There are a few matters in this first section relating to the demon that confuse me a little, like, who is the demon and what is the power within the city. The power within the city could be the god holed up in the temple, or it could be related to what was in the Azath. The demon sounds like it is the “thing” raised by Hannan Mosag to come in with the Edur ships. Regardless of this confusion, the first section is beautifully written with some wonderful imagery. Take this for example: “Foolish mortals, short-lived and keen with frenzy, clearly believed otherwise, as they scrambled swift as thought above the patient dance of earth and stone.”

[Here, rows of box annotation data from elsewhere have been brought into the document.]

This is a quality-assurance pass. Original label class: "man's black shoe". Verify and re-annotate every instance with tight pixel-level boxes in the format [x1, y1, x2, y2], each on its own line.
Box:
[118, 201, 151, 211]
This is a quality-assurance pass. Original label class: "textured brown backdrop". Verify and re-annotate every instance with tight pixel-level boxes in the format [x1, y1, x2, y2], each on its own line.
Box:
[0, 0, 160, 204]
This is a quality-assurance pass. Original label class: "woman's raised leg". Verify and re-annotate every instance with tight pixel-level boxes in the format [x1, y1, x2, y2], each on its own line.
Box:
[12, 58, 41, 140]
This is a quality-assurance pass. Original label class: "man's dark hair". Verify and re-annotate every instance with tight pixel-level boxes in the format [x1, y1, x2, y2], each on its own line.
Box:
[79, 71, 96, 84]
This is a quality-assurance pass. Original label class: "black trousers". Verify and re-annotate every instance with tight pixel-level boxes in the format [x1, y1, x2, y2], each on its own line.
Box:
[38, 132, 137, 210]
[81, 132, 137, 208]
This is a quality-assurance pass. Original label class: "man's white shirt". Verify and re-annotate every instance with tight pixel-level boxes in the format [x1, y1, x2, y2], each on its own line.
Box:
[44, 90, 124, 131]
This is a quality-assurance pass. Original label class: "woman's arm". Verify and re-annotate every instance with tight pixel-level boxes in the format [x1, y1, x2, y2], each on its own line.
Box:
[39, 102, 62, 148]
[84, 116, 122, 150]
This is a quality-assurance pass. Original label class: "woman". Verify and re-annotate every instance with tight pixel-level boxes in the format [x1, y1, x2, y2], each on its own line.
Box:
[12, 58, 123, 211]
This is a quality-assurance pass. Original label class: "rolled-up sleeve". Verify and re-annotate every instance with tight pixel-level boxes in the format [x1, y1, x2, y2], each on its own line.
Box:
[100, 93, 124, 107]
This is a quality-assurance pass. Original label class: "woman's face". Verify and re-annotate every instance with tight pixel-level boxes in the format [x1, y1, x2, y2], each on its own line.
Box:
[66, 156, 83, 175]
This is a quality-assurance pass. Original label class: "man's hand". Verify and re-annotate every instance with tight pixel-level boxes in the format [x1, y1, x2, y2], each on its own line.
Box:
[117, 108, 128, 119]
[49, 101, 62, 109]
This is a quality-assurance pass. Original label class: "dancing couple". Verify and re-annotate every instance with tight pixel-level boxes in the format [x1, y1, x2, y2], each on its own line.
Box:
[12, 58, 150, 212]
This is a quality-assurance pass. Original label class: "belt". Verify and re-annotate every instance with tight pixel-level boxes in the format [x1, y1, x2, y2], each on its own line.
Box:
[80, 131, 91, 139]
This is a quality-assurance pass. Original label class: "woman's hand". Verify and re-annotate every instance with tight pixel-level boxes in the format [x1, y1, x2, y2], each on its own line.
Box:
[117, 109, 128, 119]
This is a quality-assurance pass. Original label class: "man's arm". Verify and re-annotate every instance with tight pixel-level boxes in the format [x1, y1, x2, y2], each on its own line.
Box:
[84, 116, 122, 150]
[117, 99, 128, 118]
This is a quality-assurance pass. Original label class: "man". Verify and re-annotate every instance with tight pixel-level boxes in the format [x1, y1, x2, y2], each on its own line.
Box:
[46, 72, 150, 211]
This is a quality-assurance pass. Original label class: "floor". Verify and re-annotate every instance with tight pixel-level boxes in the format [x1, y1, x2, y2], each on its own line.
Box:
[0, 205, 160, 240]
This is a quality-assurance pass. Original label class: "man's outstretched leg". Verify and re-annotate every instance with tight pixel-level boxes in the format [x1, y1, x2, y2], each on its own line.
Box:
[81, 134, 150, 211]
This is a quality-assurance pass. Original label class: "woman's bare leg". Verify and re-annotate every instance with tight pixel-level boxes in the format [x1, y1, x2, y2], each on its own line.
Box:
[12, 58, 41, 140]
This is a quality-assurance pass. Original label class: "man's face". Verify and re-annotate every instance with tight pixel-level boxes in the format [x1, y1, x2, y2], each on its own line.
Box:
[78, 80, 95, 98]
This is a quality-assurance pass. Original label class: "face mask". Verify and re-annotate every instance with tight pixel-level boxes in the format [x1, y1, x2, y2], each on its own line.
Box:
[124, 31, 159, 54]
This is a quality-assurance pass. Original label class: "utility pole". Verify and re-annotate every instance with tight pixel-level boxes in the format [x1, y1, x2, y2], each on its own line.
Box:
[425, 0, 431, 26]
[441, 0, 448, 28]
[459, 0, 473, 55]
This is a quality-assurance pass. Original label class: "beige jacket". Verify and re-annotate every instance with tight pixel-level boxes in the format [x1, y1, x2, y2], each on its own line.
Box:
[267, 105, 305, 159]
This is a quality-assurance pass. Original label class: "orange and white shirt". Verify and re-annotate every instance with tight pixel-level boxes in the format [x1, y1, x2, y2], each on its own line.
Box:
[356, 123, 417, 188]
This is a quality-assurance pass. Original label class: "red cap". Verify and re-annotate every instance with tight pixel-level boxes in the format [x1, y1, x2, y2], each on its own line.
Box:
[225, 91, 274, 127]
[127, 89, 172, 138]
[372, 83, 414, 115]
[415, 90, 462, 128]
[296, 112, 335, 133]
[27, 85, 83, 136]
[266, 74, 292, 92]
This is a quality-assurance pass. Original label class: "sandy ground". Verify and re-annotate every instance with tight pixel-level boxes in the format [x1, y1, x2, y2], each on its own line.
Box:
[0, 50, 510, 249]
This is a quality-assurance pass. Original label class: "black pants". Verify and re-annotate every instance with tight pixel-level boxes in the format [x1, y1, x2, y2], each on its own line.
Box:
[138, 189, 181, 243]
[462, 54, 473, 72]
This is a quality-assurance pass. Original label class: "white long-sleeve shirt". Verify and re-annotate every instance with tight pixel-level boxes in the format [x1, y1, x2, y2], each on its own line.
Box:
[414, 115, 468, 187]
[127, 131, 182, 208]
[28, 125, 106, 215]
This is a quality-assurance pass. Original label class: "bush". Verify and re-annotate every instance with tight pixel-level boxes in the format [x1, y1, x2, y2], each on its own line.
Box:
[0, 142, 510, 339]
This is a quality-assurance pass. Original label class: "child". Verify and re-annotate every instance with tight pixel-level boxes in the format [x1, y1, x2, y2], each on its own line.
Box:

I do like that in the depths of the despair we’ve been seeing, Selush is thinking more about mixing foundation paints to achieve the grey skin of the Edur. It is shallow, but it does show a weird sort of positivity. I guess this is an example of that monetary faith that is held by the Letherii and that will prevent the Edur from annihilating them completely?

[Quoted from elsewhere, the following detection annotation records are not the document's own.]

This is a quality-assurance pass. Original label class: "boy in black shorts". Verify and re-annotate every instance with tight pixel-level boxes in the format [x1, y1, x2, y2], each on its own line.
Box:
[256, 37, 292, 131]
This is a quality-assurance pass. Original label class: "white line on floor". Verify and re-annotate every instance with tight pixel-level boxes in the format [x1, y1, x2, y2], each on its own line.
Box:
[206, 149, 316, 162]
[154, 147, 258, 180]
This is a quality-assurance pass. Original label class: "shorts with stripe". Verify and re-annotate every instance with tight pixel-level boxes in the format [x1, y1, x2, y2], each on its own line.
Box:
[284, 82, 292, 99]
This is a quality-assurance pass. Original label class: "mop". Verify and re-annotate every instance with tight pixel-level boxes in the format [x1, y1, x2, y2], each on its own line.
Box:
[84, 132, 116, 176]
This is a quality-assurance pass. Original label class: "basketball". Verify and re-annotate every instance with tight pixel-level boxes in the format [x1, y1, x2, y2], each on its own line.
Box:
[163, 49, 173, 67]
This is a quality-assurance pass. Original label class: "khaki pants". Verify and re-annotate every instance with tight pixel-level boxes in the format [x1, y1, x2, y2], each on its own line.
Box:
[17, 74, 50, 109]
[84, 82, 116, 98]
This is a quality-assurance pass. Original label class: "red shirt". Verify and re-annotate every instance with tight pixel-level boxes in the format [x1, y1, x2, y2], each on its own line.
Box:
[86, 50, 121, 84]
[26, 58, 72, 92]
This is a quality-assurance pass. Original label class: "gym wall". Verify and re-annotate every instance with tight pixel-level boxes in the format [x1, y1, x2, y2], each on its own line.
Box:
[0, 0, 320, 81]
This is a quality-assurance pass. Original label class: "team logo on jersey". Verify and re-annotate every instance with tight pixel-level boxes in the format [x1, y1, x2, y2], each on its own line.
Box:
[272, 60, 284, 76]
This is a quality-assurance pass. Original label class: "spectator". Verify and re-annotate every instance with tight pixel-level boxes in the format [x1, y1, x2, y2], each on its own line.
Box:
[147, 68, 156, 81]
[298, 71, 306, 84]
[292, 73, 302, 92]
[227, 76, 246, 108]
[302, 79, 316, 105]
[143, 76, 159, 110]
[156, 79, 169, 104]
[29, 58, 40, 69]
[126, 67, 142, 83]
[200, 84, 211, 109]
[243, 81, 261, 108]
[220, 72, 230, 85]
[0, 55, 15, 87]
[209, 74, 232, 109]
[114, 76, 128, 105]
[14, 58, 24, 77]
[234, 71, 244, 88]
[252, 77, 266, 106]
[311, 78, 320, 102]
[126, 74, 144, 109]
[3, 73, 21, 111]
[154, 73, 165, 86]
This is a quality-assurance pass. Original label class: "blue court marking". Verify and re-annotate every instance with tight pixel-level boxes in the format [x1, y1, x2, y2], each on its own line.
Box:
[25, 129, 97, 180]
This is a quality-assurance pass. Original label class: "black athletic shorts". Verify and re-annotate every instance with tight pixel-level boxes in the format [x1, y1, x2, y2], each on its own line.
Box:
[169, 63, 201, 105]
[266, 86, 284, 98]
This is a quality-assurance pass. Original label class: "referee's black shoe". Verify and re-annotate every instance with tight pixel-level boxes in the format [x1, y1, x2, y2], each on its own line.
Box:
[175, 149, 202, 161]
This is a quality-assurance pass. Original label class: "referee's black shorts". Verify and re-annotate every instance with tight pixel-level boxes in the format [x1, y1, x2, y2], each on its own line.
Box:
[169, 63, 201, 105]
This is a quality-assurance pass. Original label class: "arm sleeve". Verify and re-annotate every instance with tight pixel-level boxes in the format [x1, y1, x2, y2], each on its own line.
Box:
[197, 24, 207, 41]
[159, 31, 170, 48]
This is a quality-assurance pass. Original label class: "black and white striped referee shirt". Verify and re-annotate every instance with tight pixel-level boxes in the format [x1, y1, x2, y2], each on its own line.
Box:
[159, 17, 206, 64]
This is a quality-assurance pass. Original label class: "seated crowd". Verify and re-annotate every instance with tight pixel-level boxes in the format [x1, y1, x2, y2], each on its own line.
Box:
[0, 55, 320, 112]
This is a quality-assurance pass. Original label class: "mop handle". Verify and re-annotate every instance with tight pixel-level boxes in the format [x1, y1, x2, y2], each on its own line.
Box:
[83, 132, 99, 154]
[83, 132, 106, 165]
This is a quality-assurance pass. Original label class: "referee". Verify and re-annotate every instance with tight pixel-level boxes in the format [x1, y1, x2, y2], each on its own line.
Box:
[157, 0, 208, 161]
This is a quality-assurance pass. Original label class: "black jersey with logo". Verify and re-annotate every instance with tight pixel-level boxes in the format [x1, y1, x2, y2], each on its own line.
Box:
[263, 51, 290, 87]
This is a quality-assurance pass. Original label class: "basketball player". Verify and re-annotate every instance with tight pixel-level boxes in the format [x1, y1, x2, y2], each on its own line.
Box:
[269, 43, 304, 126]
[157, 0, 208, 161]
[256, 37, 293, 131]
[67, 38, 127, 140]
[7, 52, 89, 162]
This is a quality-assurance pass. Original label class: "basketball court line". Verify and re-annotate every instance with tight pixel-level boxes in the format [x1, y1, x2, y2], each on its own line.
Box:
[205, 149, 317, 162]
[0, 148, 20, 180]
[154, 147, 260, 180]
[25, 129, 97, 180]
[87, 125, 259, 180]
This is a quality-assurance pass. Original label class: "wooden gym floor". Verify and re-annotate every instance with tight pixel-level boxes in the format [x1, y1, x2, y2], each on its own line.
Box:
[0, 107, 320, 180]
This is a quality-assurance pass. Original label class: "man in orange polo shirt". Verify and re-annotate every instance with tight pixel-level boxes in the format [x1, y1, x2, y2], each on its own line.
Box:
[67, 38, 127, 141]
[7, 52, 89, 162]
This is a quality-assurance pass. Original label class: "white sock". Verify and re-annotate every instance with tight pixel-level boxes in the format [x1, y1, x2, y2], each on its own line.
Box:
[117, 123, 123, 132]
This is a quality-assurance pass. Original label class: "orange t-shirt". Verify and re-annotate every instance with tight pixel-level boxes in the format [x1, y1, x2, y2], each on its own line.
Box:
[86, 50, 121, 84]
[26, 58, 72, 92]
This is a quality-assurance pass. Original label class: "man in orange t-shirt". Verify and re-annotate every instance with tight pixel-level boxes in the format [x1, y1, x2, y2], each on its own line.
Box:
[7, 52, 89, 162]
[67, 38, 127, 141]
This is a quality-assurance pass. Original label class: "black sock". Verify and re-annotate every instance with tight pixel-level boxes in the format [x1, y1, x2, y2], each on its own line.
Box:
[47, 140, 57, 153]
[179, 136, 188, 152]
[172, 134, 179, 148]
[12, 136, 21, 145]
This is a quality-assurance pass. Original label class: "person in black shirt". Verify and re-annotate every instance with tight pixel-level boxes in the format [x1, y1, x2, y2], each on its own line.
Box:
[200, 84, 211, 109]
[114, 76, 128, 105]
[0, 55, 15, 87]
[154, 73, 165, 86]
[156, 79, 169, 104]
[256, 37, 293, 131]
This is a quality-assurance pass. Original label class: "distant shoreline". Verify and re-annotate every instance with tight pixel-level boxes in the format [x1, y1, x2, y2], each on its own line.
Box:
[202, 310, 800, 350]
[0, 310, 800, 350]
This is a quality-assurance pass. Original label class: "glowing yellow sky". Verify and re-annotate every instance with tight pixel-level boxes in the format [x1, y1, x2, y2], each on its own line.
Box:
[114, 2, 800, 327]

Ack, I now truly can’t decide if these asides involving Tehol are nice moments of light relief or difficult to take transitions that jar me from my reading experience. I mean, I love the exchanges between Shurq and Tehol here, but it is so different from what we’ve seen. Looking back on previous books, even the moments of humour were fairly dark and morbid since they involved the Bridgeburners (miss them!) Here is feels too light in comparison to the horrific happenings within the Edur camp.

Gosh, having just said that I read this:

“I can’t stay long. Ublala will be getting worried.”

“Harlest will advise him how the dead have no sense of timing, Shurq. No need to fret.”

“He was muttering about dismembering Harlest just before I left them.”


“…he knew that this day would be a hot one.” In more ways than one, I imagine!

And here is some real pathos—at the time that the Edur approach, the new Emperor of the Letherii sits thus: “Exhaustion had taken the king into sleep, and he now sat the throne like a corpse, slumped, head lolling.”

This is followed by a section that emphasises the loss of hope, the quiet despair of those who are determined to stay and see the end – hushed voices, dark humour, dignity. I am feeling such foreboding for Brys.

Wow. This is an amazing moment. Burdened by duty. “Blood or honour. I have no choice in this, Tehol. I’m sorry.”

Have we seen this artist before?! I think I recall him from either Gardens of the Moon or Deadhouse Gates (and, guys, doesn’t that feel a while ago now as we press on into our eighteenth month or so of this reread!)

Here we see a rather direct comparison between the Errant and Oponn when Bugg says: “Ah, the nudge, the pull or the push.”

Oh, I love these little connections! I mean, I was given enough to realise but was spending so long contemplating other matters, that I never considered the Crimson Guard were the crew whom Shurq had hired. Cool.

I think me the Edur are going to get rather a shock concerning the Ceda. I can hardly believe he has played his last. Right now he feels like a ticking time bomb, especially when we hear here that the Edur can no longer sense him. Or is Hannan Mosag only saying this, in order to make Rhulad approach the Eternal Domicile in all innocence?

Hull is such a very confused and dark individual, isn’t he? His reflection on the fact that he has done his grieving already for Brys is cold, as is the fact that he is not even trying to try and dissuade his brother from a last stand. And then we hear that he wants to beg forgiveness from Tehol. So confused.

And if Ceda is a time bomb, we now discover that Udinaas has been too!

This is a nightmarish scenario: “An empire of Soletaken, with a god-emperor on the throne.” In fact, it seems to be an absolute bloody reflection of Togg and Fanderay.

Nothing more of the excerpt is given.